Manwaring, hailing from Bath, Somerset, England has spent quite a bit of time steeping British Druidry. The differences between British Druidry and American Druidry are sometimes jarring if you aren’t particularly familiar with the British version of the path, but learning about the differences and similarities between the two forms is just as rewarding to the American reader as the bardic training itself. For those of you familiar with the Order of Bards, Ovates and Druids (OBOD), you will recognize quite a bit of material from the Bardic Grade of their training program.

Looking at the content in more detail, I would go so far as to say that this book has done for bardic training what Diana Paxson’s Taking up the Runes did for those studying Runelore—Manwaring’s work scours many paths of paganism for the exercises, writing tools, and magical workings regarding Bardic Arts relevant to a functional Bard in our modern society and put them all into one cohesive whole.
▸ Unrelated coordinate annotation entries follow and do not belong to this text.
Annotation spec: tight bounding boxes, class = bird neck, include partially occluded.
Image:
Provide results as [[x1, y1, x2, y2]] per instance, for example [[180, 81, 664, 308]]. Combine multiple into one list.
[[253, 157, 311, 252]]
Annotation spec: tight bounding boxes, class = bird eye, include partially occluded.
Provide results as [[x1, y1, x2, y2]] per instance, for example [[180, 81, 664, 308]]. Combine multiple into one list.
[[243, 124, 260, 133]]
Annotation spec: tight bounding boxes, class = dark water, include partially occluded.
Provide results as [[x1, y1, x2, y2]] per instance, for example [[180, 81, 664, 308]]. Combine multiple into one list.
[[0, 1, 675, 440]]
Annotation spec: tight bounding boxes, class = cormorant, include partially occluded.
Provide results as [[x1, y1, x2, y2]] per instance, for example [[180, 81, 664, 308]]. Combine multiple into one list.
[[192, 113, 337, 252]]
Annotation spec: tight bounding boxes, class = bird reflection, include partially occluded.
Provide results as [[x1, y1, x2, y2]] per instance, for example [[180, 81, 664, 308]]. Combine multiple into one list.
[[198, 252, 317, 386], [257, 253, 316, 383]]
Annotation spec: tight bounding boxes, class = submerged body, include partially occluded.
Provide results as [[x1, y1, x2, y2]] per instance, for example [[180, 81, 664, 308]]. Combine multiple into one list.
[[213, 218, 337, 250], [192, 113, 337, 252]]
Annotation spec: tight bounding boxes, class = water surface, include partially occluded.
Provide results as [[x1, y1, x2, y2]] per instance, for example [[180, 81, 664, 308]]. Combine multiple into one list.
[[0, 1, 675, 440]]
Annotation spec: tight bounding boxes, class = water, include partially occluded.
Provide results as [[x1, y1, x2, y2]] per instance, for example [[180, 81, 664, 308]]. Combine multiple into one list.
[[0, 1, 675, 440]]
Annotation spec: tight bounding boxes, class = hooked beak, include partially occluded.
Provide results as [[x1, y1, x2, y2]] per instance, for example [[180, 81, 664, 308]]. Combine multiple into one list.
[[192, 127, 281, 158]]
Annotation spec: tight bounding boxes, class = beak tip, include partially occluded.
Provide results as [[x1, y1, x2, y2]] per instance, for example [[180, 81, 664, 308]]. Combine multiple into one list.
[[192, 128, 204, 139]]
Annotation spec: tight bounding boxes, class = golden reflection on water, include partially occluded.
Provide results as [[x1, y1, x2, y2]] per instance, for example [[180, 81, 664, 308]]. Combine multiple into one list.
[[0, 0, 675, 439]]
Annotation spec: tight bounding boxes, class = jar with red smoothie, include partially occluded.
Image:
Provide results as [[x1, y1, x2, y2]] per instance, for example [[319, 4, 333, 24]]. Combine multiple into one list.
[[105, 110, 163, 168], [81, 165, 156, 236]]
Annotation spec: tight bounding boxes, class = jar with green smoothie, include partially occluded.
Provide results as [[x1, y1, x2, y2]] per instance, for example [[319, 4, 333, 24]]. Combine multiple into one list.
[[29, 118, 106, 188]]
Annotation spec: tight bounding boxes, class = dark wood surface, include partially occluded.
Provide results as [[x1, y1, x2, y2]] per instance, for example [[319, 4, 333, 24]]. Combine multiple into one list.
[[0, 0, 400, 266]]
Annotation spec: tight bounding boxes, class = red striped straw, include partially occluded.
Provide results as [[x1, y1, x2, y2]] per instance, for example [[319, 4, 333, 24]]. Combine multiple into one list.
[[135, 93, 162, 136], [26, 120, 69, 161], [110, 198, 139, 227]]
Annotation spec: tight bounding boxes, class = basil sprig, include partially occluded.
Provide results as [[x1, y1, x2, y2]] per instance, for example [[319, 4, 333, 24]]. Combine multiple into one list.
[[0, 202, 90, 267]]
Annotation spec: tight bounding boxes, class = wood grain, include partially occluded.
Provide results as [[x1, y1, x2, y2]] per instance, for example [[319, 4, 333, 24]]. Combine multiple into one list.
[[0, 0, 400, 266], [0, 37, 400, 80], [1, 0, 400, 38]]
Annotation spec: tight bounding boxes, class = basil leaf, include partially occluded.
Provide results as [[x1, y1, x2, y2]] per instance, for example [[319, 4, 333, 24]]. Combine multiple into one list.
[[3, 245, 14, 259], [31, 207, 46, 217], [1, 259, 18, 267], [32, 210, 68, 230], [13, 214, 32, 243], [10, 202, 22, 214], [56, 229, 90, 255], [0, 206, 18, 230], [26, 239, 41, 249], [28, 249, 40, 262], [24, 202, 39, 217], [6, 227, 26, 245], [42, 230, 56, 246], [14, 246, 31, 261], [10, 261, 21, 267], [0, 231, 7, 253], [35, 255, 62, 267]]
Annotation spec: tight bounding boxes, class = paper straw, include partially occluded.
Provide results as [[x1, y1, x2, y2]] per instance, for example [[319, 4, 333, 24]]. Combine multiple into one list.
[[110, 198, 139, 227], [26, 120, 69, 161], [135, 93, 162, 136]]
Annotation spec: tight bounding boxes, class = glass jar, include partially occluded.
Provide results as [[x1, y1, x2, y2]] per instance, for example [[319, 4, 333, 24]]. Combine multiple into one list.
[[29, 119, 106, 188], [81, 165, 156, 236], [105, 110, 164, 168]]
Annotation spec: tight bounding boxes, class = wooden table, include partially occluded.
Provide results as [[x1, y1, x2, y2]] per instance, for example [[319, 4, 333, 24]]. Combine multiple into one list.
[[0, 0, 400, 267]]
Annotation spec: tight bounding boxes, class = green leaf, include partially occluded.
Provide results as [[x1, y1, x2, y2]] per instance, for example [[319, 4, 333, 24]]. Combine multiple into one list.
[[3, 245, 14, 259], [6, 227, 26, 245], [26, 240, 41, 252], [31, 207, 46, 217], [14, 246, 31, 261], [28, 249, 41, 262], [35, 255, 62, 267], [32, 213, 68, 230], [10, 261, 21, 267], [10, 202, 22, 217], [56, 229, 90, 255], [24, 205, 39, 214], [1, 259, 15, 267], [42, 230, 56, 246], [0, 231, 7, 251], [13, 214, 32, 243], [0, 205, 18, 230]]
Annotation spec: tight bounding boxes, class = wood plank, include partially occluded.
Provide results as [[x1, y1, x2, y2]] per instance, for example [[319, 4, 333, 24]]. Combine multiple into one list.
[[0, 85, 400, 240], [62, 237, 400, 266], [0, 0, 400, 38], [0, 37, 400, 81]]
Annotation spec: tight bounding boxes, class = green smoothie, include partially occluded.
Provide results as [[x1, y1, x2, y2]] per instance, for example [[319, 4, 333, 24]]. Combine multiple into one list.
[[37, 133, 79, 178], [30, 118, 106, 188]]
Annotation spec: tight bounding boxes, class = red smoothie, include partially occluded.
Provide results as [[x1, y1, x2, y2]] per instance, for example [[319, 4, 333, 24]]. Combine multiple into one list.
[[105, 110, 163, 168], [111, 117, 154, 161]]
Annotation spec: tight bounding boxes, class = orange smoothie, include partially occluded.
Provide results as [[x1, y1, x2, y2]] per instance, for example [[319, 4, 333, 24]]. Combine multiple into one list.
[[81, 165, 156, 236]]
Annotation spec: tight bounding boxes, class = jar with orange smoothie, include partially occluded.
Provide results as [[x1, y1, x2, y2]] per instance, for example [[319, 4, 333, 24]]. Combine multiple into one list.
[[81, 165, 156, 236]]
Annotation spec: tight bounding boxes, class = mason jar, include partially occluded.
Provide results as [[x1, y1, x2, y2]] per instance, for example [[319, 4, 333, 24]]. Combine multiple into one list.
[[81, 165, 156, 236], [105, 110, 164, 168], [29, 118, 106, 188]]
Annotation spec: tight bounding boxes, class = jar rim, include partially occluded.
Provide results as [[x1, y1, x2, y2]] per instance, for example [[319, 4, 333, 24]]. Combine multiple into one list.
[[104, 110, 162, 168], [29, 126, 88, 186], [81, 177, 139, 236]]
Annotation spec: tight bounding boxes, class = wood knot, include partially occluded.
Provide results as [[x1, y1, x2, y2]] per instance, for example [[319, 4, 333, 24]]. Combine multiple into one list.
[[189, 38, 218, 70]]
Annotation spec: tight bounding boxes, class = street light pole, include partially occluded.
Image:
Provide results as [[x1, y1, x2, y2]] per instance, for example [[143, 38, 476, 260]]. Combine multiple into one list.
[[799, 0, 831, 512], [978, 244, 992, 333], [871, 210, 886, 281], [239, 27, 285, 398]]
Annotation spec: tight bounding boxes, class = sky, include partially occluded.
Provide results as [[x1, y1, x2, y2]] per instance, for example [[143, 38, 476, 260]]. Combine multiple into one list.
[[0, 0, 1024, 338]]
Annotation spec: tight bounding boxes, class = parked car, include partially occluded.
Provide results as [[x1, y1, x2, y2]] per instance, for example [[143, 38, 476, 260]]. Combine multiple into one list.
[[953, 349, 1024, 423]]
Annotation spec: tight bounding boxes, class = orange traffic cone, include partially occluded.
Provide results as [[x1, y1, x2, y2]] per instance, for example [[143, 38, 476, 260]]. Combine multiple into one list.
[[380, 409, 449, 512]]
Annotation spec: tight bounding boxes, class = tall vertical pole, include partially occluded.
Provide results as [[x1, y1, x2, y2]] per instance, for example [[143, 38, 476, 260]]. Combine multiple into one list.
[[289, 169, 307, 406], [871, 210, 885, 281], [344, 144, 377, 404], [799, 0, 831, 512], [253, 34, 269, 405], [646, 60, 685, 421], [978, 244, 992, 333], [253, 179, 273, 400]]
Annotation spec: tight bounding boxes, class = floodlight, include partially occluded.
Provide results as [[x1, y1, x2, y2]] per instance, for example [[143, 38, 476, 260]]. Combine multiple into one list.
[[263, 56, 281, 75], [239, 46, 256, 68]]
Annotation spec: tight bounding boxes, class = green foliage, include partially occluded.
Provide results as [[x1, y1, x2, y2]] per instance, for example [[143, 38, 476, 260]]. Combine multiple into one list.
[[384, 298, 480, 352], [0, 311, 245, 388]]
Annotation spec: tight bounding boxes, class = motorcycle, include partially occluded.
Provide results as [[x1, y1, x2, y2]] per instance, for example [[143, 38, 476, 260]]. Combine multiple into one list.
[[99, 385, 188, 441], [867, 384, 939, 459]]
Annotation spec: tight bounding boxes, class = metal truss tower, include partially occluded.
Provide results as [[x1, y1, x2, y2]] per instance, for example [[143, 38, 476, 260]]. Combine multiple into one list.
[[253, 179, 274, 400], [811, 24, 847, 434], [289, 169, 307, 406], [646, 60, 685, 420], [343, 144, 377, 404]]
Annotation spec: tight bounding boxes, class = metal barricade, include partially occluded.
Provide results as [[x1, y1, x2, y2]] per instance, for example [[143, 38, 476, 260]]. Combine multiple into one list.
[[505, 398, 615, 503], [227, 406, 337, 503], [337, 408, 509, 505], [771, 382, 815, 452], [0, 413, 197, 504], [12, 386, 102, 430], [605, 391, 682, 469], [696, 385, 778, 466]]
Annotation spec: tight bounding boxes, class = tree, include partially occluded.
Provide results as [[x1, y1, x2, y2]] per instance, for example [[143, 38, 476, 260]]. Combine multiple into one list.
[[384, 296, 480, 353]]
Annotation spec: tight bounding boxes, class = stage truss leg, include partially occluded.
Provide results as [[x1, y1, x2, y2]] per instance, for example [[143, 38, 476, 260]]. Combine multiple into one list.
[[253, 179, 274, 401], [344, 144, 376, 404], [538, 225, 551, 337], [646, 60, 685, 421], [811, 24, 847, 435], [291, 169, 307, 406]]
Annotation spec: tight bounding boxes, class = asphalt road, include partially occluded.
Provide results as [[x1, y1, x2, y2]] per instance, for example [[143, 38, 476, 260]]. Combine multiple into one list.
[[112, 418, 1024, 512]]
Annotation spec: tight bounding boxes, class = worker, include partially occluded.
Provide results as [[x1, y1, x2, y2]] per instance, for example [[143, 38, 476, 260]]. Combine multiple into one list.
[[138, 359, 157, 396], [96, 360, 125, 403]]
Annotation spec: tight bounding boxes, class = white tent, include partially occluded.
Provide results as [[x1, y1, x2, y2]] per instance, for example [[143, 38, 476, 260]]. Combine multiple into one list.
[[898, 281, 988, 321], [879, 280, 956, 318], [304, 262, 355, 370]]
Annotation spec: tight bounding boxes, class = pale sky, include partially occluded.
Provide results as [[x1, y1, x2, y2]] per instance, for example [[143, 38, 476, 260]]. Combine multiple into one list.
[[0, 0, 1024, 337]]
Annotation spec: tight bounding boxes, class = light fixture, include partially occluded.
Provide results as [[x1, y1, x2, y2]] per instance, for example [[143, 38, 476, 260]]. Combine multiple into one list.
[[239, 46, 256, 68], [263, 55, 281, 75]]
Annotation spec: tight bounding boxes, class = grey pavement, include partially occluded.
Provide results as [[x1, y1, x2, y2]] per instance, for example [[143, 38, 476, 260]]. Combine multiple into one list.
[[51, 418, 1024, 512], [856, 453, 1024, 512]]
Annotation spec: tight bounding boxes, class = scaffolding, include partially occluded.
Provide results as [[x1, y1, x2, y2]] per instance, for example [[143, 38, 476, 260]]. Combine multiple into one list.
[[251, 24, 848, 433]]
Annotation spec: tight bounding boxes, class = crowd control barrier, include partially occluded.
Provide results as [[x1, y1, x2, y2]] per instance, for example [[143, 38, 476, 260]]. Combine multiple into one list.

Manwaring is first and foremost an Actor, and he is a man who writes about what he knows. This book is heavily based on written word, such as theatre, poetry and storytelling with little emphasis on singing—a welcome addition to the myriad volumes on nothing but the use of vocal skill alone!

Overall, this is an excellent book for the beginning Bard, and his second book, The Way of Awen, is on its way to my bookshelf soon! If nothing else, check out the glossary. That alone is worth the cost of the book.

About the Author: Kevan Manwaring holds a Master’s of Arts in the Teaching and Practice in Creative Writing from Cardiff University. He currently teaches creative writing for the Open Univeristy and Skyros Writer’s Lab as well as runs freelance courses in storytelling and various aspects of the writing process. Manwaring has appeared in numerous television shows throughout the world, including USA, Italy and Malta in addition to the BBC. Finally, Kevan co-runs the Bath Writer’s Workshop and is the founder of Awen Publications. He also does correspondence work. For more information about Kevan, please visit

Manwaring, Kevan. The Bardic Handbook: the Complete Handbook for the Twenty-First Century Bard. Gothic Image Publications, Somerset, England: 2006.

Wednesday, February 2, 2011

Imbolc with the Cranekin

Sunday evening, the Cranes celebrated Imbolc with our customary ritual to Brigando. This rite is very special to many of us, and I definitely felt much deeper connections to both Brighid and my core grovemates. I am seeing more and more faces that I don't recognize, which is good, but the contrast between the unknown folk and the grovemates with whom I am close makes those close connections seem all the more personal and real. I left with a very full heart, even though I had to leave early. In addition, I think the fact that we do almost the same rite every year for Imbolc has a lot to do with the focus on interconnectedness. New and exciting rituals are new and exciting, but the focus of such things is always on the rite itself. When one can actually do a ritual in the dictionary sense of the word, something repeated until it becomes second-nature, the mind is free to travel into the otherworld and work the magic that lies beyond the mechanics of the rite.

I allowed Brighid to guide my song choices. I had no idea what I was going to be sharing with the folk until it was time to play, and it went very well. This is rather new for me, opening up and doing the work "off the cuff." It's not something that I am a) comfortable with or b) good at, which tells me that I need to do it more often. Funny how that works.

Our omens were very good. Shawneen pulled Oghams for us:

Have our offerings been accepted? Elder, Guidance and Shielding
What gifts do the Kindred offer us in return? Ash, The World Tree, interconnectedness between the worlds. (Yep. I felt that!)
What further needs do They have of us? Oak, Strength.
Taken together: with the guidance of our Sky Fathers and the Mothers of us all, we are shielded and protected from harm. Let none be diminished through ignorance. Connected to our community, our families and our Kindred, we are called upon to wisely weave together our strengths for the betterment of the folk.
Overall, it was a very good ritual, and I am fully recharged and ready for the work ahead of me. But, that's another post!